В конце концов старый селезень отказался отдать прах Джека: «Знаешь что, у нас тут участок на кладбище, и его место там». Мать Джека стояла у стола, вырезая сердцевину из яблок острым зазубренным инструментом. «Приезжайте еще», — сказала она.
На обратном пути, трясясь по ухабистому проселку, Эннис проехал мимо деревенского кладбища, загороженного от овец провисшей проволокой: маленький квадратик, огражденный от безбрежной прерии, несколько могил, яркие от пластмассовых цветов. И ему не хотелось знать, что Джек будет лежать здесь, похороненный посреди этой горестной степи.
Несколько недель спустя, в субботу, он побросал к себе в пикап все Стаутамайровы грязные лошадиные попоны и повез в автомойку «Квик-стоп», чтобы отмыть их под большим напором. Когда мокрые чистые попоны были уложены в кузов, он зашел в магазин подарков Хиггинса и принялся изучать стойку с открытками.
— Эннис, чего ты там хочешь откопать в этих открытках? — спросила Линда Хиггинс, кидая размокший коричневый фильтр от кофеварки в мусорное ведро.
— Вид Горбатой горы.
— Которая в округе Фремонт?
— Нет, тут на север от нас.
— Я таких не заказывала. Дай-ка я погляжу по каталогу. Если у них есть, я возьму тебе хоть сотню. Мне все равно надо заказать еще открыток.
— Одной хватит, — сказал Эннис.
Когда она пришла — тридцать центов — он приколол ее у себя в трейлере, по медной кнопке в каждый уголок. Ниже вбил гвоздь и на него повесил проволочную вешалку с двумя старыми рубашками. Он отступил назад и посмотрел на композицию сквозь несколько жгучих слезинок.
— Джек, я клянусь… — произнес он, хотя Джек никогда не просил его клясться в чем-нибудь и сам был не мастер выражаться.
Примерно в то время Джек стал появляться в его снах — Джек, каким он увидел его в первый раз, кудрявый и улыбающийся и кривозубый, болтающий о том, как бы ему набить карман и наконец стать на ноги. Но там была и банка бобов с торчащей из нее ложкой, шатающаяся на бревне, карикатурной формы и огненной расцветки, что придавало снам привкус комиксовой непристойности.
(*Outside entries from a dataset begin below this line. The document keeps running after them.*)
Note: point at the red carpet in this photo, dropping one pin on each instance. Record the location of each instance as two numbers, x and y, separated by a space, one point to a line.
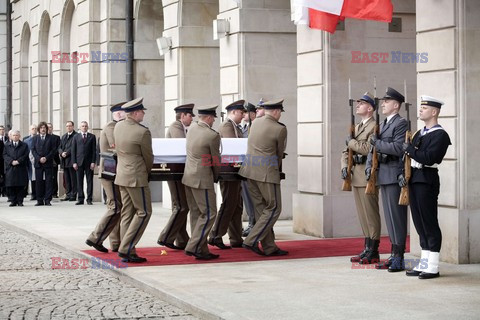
300 249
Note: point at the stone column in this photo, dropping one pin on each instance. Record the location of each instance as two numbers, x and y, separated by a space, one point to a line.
257 60
449 32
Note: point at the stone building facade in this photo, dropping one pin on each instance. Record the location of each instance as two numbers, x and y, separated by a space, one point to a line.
263 55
Ручка ложки была похожа на монтировку. И он просыпался иногда в щемящей тоске, а иногда — со старым чувством облегчения и истомы; иногда была мокрой подушка, а иногда — простыни. Оставался какой-то пробел между тем, что он знал, и тем, во что старался верить, но с этим ничего нельзя было поделать, а если ты не можешь ничего исправить, надо терпеть.